「……光」


苦悶に満ちた声を聞き、光ははっとして胸や喉が苦しくなった。彼が意識を取り戻したということは、耐え難い痛みの世界に引きずり戻されるということだ。


「……先生、ごめんなさい……」


先生の逃げろという言葉を聞かないで。

先生を守ると決めたのに守れなくて。

先生を痛みの中に連れ戻してしまって。


涙が止まらず、胸が苦しい。全身が悲しみに染まっている。心臓の痛みに光は嗚咽を繰り返した。


誰よりも強く、誰よりも気高い師は、いつしか無くてはならない光の半身も同然となった。光はそんな彼を失うなど想像だにしなかったのだ。


「……なを、――」


「え……?」


「刀、刀を……」


譫言(うわごと)のように「刀」と繰り返す師を見た光は、唇を噛みしめると、彼の腰に差してあった刀を抜いて手に柄を握らせた。


瀕死の重傷とは思えないほどの強い力で刀を握った彼と、数瞬だけ目が合う。光は泣き出しそうな表情をしながらも、全てを心得た目をしていた。


師を起き上がらせると、光は傷のある師の背中を支える。


しかし、師にその震えが伝わるほど光の手は怯えていた。恐怖に耐えきれず、意味の無い言葉を口から漏らすのみ。

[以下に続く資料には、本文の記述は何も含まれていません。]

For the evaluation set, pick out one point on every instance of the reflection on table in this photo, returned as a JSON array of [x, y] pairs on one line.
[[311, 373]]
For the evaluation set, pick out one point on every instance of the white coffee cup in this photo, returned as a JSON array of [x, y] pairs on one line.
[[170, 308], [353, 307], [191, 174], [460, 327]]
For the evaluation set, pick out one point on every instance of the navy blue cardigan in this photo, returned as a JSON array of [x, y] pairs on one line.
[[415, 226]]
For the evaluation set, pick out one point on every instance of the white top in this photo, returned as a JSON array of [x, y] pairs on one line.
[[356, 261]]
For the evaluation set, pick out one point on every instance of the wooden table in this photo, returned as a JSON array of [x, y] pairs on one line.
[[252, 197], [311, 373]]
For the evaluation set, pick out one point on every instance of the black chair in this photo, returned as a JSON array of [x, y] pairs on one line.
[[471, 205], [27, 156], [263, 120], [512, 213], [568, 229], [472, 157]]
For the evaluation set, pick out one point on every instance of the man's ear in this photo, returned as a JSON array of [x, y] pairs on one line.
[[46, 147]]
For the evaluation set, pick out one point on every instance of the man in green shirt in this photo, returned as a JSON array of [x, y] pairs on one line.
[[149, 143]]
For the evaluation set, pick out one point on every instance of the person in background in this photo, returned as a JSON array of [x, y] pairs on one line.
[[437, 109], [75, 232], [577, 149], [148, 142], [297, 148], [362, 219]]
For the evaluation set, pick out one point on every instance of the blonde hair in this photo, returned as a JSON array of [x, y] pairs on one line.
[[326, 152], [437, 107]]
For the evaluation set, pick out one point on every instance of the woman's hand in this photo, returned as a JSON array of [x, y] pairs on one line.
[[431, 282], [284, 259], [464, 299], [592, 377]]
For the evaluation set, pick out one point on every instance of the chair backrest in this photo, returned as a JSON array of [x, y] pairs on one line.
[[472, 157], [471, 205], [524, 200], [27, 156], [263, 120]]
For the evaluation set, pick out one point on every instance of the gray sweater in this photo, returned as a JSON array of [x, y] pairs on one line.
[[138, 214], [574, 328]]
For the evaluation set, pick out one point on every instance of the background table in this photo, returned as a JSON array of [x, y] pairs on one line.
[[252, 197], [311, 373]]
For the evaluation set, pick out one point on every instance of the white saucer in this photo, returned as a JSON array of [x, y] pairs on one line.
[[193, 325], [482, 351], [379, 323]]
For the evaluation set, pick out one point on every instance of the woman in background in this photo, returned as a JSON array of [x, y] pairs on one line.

それに気付いた師は、光を優しく見つめると、震える彼女に腕を回す。子供をあやし宥めるように、そっと背中を叩かれた。





俺の命は、この矢武鹿助だけのものだ。
あいつが奪ったわけじゃねえ。





絶え絶えに紡いだ師の声は、肉を割くような音とともに苦しげな息遣いに変わる。


光の背中から弛緩した腕が滑り落ち、次第に息遣いすらも遠退いていく。内臓が傷付いたのか、口の端から血を流す彼は、死の間際で勝ち気に笑い――、


矢武鹿助は自害した。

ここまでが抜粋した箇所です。